La cifra “storica” è 248 miliardi di euro, per finanziare centinaia di progetti “ambiziosi”. Ma sbaglia chi pensa che il Piano nazionale di ripresa e resilienza sia solo una questione di numeri: quel piano è “vita”, è il “destino” di un intero Paese. Mario Draghi presenta così alla Camera l’insieme di riforme e investimenti che sono il cuore della sua azione di governo e l’ultima occasione per “porre rimedio” ai ritardi dell’Italia. Dopo aver parlato ieri alla Camera, oggi alle 16 è atteso a Palazzo Madama per lo stesso iter.
“Sono certo che riusciremo ad attuare questo Piano. Sono certo che l’onestà, l’intelligenza, il gusto del futuro prevarranno sulla corruzione, la stupidità, gli interessi costituiti. Questa certezza non è sconsiderato ottimismo, ma fiducia negli italiani, nel mio popolo, nella nostra capacità di lavorare insieme quando l’emergenza ci chiama alla solidarietà, alla responsabilità”, dice Draghi.
“Welfare, casa, lavoro per i giovani”, insiste il premier e poi ancora assistenza agli anziani, ambiente e digitale, il rilancio del Sud, la riduzione dei tempi dei processi, nuove misure per la concorrenza per evitare che il grosso dei fondi vada “a monopolisti”. Draghi elenca nell’Aula di Montecitorio i cardini del piano “Italia domani” che nasce dalla “sintesi” delle istanze emerse nel dibattito delle Camere, dal confronto con gli enti locali e dall’azione istruttoria del precedente governo.
Tra mercoledì e giovedì è attesa l’approvazione finale in Consiglio dei ministri e il 30 aprile il Pnrr sarà inviato a Bruxelles, senza sforare la scadenza prevista dalla Commissione Ue.

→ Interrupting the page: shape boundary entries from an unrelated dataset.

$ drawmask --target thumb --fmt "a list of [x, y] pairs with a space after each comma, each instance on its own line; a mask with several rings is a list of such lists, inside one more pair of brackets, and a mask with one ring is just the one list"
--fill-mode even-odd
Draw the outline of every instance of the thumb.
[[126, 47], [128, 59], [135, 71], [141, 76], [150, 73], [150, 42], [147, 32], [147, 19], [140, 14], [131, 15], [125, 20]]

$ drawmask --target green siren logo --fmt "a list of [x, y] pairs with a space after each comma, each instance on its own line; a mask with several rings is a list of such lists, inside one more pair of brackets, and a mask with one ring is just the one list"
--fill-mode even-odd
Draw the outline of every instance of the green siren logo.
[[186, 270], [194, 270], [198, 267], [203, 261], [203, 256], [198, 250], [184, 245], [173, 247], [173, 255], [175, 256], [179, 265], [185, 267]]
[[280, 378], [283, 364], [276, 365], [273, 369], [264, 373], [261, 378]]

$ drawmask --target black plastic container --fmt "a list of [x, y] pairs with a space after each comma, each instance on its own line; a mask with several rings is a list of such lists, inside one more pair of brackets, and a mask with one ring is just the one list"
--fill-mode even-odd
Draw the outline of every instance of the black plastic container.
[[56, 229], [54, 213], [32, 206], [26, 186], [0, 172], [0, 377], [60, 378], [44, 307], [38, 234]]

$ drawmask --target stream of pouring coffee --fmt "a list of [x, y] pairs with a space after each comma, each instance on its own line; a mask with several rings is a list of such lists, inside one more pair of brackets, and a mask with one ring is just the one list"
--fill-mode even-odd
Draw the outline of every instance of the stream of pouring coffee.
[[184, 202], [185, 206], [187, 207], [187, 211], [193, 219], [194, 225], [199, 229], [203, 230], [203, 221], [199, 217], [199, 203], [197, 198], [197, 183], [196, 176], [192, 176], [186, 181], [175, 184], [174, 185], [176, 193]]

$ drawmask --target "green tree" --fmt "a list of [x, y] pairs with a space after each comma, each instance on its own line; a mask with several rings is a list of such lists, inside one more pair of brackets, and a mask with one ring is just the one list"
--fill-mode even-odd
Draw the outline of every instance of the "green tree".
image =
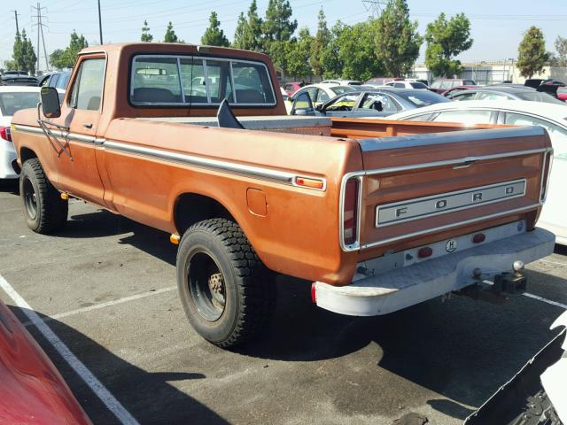
[[288, 57], [285, 72], [291, 77], [300, 79], [311, 75], [309, 57], [313, 40], [309, 29], [301, 28], [297, 41], [291, 40], [285, 43]]
[[324, 50], [325, 47], [330, 41], [330, 31], [327, 27], [327, 20], [325, 19], [325, 12], [322, 10], [322, 6], [319, 10], [319, 19], [317, 24], [317, 34], [311, 44], [311, 67], [313, 68], [313, 74], [321, 77], [325, 72], [324, 68]]
[[238, 17], [232, 47], [246, 50], [263, 51], [261, 27], [262, 19], [258, 16], [256, 0], [252, 0], [246, 18], [245, 18], [244, 13], [240, 13]]
[[221, 21], [217, 17], [216, 12], [211, 12], [209, 27], [205, 30], [205, 34], [201, 37], [201, 44], [221, 47], [229, 47], [230, 45], [229, 39], [221, 29]]
[[340, 20], [332, 26], [329, 35], [329, 41], [321, 54], [321, 66], [323, 69], [323, 78], [336, 78], [343, 73], [345, 64], [340, 58], [340, 36], [347, 27]]
[[261, 29], [268, 43], [287, 42], [298, 27], [297, 20], [291, 20], [293, 11], [288, 0], [269, 0], [266, 9], [266, 19]]
[[417, 21], [409, 20], [406, 0], [389, 0], [377, 20], [376, 56], [389, 75], [408, 73], [419, 57], [423, 38]]
[[557, 66], [567, 66], [567, 38], [557, 35], [555, 51], [557, 52]]
[[338, 58], [343, 63], [341, 76], [369, 80], [384, 73], [376, 56], [376, 22], [373, 19], [346, 27], [338, 37]]
[[459, 60], [453, 59], [472, 46], [470, 21], [464, 13], [458, 13], [447, 20], [445, 13], [427, 26], [425, 65], [434, 75], [454, 76], [462, 72]]
[[142, 27], [142, 36], [140, 40], [143, 42], [150, 42], [153, 40], [153, 35], [150, 34], [150, 27], [148, 27], [148, 21], [144, 20], [144, 27]]
[[64, 50], [60, 49], [54, 50], [50, 55], [50, 62], [57, 69], [72, 68], [77, 60], [77, 55], [85, 47], [89, 47], [87, 39], [82, 35], [79, 35], [74, 29], [69, 45]]
[[537, 27], [530, 27], [518, 47], [517, 67], [520, 74], [532, 78], [534, 73], [543, 70], [548, 59], [543, 32]]
[[179, 42], [177, 35], [174, 31], [174, 25], [169, 21], [167, 24], [167, 29], [166, 30], [166, 35], [163, 37], [163, 42]]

Sono 191,5 miliardi di Recovery plan da spendere entro il 2026, più 30,6 miliardi di “Piano complementare” per gli investimenti che restano fuori dal piano, altri 26 miliardi da spendere da qui al 2032 per opere “specifiche” come l’lta velocità tra Salerno e Reggio Calabria e quella tra Milano e Venezia, più 15,5 miliardi di Fondo europeo sviluppo e coesione.
Il piano, articolato in sei missioni, dovrebbe dare una spinta al Pil di 3,6 punti nel 2026 e far crescere l’occupazione di 3,2 punti nel triennio 2024-2026. Con un’attenzione particolare al Mezzogiorno, “non per una questione di campanili” ma perché “se cresce il Sud, cresce anche l’Italia”, lì infatti finirà il 50% di investimenti in Infrastrutture.
Le riforme al centro del piano sono quelle della pubblica amministrazione e della giustizia, con l’obiettivo “ambizioso” di ridurre “l’inaccettabile arretrato”, tagliando i tempi dei processi civili del 40% e di quelli penali del 25%. E ancora: semplificazioni e concorrenza, con norme per spingerla in “settori strategici come le reti digitali e l’energia”. Draghi nomina l’assegno unico per i figli e il Superbonus al 110% per le ristrutturazioni edilizie: “Non c’è alcun taglio” e c’è l’impegno a valutare la proroga al 2023 con la prossima manovra.
Al centro del Pnrr Draghi pone “la rivoluzione verde“, con circa 70 miliardi, 50 miliardi per la digitalizzazione come chiave per dare “eque opportunità a tutti” e i giovani tra i maggiori beneficiari del piano. Per questi ultimi annuncia la garanzia di stato sui mutui per la casa, per evitare di versare l’anticipo, 1 miliardo per le palestre delle scuole e i campetti sportivi, 650 milioni per il Servizio civile, 600 milioni per il sistema duale scuola-lavoro, 1 miliardo per la competenza scientifica delle donne. Misure per l’imprenditoria femminile, una clausola per l’assunzione di giovani e donne per le opere previste dal piano. E ancora: il cablaggio di 40mila scuole, un intervento su reclutamento e formazione degli insegnanti. C’è infine il potenziamento della sanità territoriale e domiciliare.
“La vera sfida non appena il piano viene consegnato – sottolinea inoltre Draghi – è di trovare un modo di attuazione dove le amministrazioni locali e il governo centrale trovino uno schema di governance del piano.È complesso il coordinamento tra governo ed enti locali che sono gli attuatori del piano”.